Well, this is my first time blogging and I am finally getting a move-on after two years of encouragement and and persuasion from none other than my blog-savvy buddy Drew Meyers.
I am just freshly back from a stint abroad, and doing my best to re-integrate into the American-way while simultaneously preparing myself for my fall enrollment at UW’s Foster School of Business. I’ll be getting my MBA.
I suppose a blog should be written in many ways like a paper — assume your audience knows nothing (or little to nothing). So I’ll use this first blog to talk a little about who I am, and where I am in the whole roller-coaster ride of life. I grew up in the Pacific Northwest, and am honestly only mildly happy to be back in the area for school. My biggest fear is the weather — sound petty? I’m okay with that, because after spending six years in the Bay Area, and then the past two years in the Dominican Republic I have really come to enjoy the sun, its warmth, and all the extra energy it seems to propel into every day life. One day at a time though, and for now I’ll continue to enjoy the lovely summer weather we’ve been having.
I spent the past two years working for a Christian micro finance organization that serves the poor in the DR and Haiti. It was, without doubt, the most incredible and humbling blessing of my life. My eyes were opened to so much, and I was brought to a much more confident, peaceful and inspired place in my relationship with God. My time there reaffirmed my sense of peace and purpose in pursuing a life that will give back to others and make our world a better place. It’s really hard to be back stateside, but like I said I am just trying to take everything a day at a time. Slow and sure, I’m trying to keep busy with purpose.
I am back in Seattle now for the first time since I left for college in 2001. I am looking forward to being in school again. A new pace of life, a challenging environment and the opportunity to meet a new group of people will be a great step for me right now. I learned enough with my work in the DR to know that I still have a lot to learn — my intent is to get a jump start on some of that learning in my MBA program so that I can go back out into the world and help some really outstanding NGO’s reach those who need them with a greater degree of efficacy.
I’ve started doing some of my suggested summer reading, and then also stumbled upon a coffee-table book I am finding fascinating, Thomas Friedman’s “Hot, Flat, and Crowded.” Its exciting to read books like this now because I have seen horrible corruption, abject poverty, disease and much more with my own eyes. I notice I am more more aware of taking the big questions and the pivotal debates scrawled out in these books to heart than I ever have been before.
I have a couple things I came across in my recent readings that I’d like to share here, I’ll continue to investigate and ponder them over the next week or two I am sure. I hope you all enjoy, and thanks for bearing with me!

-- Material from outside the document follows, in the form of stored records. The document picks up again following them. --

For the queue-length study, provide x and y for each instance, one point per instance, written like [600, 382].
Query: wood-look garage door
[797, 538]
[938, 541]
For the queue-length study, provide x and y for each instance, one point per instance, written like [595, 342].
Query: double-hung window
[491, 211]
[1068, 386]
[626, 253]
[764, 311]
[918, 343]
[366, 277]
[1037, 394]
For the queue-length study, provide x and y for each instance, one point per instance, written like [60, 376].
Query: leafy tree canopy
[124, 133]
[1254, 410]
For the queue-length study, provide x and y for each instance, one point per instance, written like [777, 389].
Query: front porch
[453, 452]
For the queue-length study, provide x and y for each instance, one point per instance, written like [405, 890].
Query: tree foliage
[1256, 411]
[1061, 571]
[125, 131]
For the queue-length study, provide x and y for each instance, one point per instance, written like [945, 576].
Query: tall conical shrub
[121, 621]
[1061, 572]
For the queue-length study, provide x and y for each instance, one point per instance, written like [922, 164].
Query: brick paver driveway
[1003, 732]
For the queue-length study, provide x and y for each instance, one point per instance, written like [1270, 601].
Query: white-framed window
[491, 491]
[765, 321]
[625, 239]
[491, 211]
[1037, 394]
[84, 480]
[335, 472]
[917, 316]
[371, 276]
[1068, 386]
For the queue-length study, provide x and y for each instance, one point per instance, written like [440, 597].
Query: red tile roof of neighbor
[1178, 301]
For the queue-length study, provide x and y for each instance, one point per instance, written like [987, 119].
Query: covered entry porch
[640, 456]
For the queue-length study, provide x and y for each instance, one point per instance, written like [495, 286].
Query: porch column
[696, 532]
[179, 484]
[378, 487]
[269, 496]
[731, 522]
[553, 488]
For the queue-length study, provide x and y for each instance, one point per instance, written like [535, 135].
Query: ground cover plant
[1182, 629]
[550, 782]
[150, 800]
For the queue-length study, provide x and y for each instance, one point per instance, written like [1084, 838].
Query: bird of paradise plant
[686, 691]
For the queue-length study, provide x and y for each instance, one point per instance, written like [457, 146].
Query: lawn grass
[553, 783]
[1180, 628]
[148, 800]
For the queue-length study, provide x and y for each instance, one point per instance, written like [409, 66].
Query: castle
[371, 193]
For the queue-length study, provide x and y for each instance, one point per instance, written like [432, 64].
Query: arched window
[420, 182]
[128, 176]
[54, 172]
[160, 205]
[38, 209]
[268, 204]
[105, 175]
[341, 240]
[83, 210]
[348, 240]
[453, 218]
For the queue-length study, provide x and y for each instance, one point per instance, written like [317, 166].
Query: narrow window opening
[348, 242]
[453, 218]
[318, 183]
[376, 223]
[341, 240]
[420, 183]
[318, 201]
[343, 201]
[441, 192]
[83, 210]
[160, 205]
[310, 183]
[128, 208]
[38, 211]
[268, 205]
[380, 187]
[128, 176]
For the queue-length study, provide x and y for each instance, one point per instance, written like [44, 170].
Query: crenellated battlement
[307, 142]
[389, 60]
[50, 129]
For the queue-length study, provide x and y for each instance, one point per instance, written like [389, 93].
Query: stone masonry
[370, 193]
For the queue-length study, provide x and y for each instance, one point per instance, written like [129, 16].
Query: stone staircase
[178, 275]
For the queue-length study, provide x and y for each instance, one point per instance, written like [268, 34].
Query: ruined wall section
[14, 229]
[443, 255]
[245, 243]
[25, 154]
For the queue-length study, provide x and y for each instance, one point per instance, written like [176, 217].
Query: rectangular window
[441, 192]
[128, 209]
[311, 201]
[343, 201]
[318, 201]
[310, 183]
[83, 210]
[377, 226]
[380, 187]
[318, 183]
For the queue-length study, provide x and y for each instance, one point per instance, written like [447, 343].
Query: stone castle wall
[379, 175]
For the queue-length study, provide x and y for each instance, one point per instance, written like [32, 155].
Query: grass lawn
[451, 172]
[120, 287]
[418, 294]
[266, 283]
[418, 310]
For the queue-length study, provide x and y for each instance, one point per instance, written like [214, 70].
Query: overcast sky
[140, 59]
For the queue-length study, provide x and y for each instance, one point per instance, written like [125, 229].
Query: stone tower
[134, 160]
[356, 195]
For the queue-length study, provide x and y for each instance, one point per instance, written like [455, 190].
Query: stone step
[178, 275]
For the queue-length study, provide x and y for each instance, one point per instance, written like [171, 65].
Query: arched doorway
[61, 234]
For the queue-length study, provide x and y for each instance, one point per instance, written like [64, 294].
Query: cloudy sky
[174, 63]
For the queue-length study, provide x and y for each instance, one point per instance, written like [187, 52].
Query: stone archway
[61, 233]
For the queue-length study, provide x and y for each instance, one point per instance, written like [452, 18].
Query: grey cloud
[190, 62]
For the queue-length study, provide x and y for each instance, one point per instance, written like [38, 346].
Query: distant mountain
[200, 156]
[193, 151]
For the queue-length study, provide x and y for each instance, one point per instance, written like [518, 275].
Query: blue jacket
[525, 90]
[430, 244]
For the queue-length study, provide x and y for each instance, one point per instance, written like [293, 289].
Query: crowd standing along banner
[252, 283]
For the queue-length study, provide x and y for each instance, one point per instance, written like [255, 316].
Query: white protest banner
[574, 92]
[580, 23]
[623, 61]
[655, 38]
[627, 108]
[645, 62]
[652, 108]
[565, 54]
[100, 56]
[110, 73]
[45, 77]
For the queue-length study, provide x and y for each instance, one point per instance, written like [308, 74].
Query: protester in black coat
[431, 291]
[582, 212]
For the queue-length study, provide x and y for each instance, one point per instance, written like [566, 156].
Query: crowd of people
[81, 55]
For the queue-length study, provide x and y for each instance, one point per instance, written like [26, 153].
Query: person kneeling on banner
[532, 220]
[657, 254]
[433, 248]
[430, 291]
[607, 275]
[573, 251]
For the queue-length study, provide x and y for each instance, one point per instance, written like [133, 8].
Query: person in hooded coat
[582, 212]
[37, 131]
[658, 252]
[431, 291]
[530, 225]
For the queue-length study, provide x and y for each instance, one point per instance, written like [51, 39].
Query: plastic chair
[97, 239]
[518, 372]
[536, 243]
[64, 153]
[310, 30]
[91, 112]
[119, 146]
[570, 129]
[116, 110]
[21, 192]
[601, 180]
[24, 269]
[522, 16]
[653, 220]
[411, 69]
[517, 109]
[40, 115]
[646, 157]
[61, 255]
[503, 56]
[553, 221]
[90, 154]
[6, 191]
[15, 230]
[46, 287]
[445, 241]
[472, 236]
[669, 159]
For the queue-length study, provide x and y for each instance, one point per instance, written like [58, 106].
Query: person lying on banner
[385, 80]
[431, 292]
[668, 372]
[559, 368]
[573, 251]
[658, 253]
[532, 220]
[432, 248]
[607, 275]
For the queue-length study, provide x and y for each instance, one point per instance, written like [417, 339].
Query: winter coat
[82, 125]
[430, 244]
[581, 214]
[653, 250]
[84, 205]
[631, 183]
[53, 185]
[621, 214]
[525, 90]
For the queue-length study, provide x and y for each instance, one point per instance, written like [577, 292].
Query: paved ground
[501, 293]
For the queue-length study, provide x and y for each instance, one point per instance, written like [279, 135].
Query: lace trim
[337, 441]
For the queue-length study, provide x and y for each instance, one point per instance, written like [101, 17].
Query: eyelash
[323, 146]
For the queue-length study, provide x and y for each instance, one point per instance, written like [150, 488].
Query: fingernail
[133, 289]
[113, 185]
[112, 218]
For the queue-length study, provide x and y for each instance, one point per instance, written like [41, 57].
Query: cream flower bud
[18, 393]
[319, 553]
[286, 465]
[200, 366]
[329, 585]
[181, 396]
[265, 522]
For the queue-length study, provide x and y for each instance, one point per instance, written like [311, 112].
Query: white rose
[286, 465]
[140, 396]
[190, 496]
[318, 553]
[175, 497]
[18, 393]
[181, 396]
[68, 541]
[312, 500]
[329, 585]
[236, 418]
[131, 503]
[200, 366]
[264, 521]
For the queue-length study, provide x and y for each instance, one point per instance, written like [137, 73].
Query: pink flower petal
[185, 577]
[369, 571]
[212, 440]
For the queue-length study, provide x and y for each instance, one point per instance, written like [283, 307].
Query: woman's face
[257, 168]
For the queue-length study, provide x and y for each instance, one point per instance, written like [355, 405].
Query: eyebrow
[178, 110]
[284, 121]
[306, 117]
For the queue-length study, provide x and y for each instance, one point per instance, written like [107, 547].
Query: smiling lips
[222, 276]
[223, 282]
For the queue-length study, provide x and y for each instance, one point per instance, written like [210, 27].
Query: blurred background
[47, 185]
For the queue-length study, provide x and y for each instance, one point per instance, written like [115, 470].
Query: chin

“If we want things to stay as they are, things are going to have to change” (I was astonished at how this fit into so many areas of my life. Friedman used it do describe how we enjoy life right now, and that if we want to continue enjoying life on our planet as we do today, the world’s current consumption rate and how we protect our resources, has got to change).
(From a Po Bronson book) Sankskrit describes five layers of self/mind: physical, feeling, perception, intention, and consciousness. Self is the combination of the five– so if I break it down, how do all five of those elements come together to reflect the person I am? Or the person I want to be?
We all talk about being do-ers, and how our actions speak louder than words…but, every day our silence says things loud and clear. I have to wonder, on which issues does our silence speak louder, and clearer than our actions and words combined?